May 01, 2012
Walk into a law firm today in New York, Chicago or San Francisco and you may be surprised. Long the bastion of traditional workplace design, many legal offices have come to embrace design trends more commonly seen in ad agencies, design firms or other creative businesses. Technological innovation, competition, the downturn in the economy and shifts in work style have all contributed to this sea change in the design of law offices.
Law firms compete to hire and retain the best and brightest, especially in our challenging economic climate. The most successful firms have learned to leverage the design of their offices to project an image of sophistication and modernity to both clients and recruits.
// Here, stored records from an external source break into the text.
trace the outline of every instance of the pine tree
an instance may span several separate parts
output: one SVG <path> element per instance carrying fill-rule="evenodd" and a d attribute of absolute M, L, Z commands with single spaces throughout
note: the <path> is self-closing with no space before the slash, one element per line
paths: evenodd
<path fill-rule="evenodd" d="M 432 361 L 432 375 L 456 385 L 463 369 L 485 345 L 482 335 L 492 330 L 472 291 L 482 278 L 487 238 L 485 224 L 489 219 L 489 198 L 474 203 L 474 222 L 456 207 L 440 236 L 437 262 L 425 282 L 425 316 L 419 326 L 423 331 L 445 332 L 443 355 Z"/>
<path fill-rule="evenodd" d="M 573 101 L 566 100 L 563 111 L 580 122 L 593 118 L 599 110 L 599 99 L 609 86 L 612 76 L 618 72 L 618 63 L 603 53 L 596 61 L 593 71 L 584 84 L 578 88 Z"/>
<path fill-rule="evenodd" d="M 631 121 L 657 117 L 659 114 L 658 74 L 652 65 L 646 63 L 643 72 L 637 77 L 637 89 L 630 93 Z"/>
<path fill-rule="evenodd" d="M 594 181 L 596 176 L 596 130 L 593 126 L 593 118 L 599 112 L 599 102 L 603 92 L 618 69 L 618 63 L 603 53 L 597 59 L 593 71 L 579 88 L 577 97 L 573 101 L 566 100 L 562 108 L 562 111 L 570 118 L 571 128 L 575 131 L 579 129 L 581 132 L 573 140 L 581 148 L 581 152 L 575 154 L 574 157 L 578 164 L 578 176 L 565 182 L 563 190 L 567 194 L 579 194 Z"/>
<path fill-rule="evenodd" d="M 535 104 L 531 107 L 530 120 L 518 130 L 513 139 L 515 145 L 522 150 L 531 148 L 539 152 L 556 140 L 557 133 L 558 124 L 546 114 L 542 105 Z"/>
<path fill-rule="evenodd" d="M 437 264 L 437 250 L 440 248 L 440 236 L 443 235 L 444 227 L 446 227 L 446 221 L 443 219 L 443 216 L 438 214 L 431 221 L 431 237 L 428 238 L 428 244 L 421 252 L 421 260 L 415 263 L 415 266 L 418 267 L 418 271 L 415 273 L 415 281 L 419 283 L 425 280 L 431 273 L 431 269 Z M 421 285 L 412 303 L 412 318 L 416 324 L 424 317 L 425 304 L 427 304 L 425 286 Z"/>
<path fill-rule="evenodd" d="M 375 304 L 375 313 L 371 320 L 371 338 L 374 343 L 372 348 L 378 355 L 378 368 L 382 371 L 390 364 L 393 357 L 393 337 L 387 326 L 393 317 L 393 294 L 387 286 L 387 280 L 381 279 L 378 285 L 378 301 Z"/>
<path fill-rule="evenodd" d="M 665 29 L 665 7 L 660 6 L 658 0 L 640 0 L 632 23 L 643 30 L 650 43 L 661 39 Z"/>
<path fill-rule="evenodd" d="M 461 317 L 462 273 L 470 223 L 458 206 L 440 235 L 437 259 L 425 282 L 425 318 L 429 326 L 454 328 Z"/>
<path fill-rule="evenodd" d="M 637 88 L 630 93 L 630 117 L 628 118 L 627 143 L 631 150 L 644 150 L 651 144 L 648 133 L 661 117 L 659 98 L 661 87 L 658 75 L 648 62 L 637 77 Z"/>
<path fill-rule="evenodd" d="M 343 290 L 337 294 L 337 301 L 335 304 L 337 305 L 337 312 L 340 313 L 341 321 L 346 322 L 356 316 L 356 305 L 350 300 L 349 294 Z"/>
Style and design help define and differentiate a practice, and establish a consistent brand and culture across multiple offices. While the best design was historically reserved for partner offices and areas where clients met, it now often extends to all aspects of the work place.
The most common complaints voiced by associates, as found in a recent American Lawyer survey, are the lack of transparency and poor communication. In response, innovative law firms such as Torys in New York City are adopting glass-fronted offices and meeting rooms to promote transparency. To ensure confidentiality and prevent staff disruption, senior partners are holding fewer client meetings in their private offices, driving demand for more conference rooms and flexible meeting spaces in the office. Additionally, senior partners often enjoyed their own personal conference rooms, often adjacent to their offices—now even small conference rooms are shared by two or more partners, or more often by attorneys who are in that general area.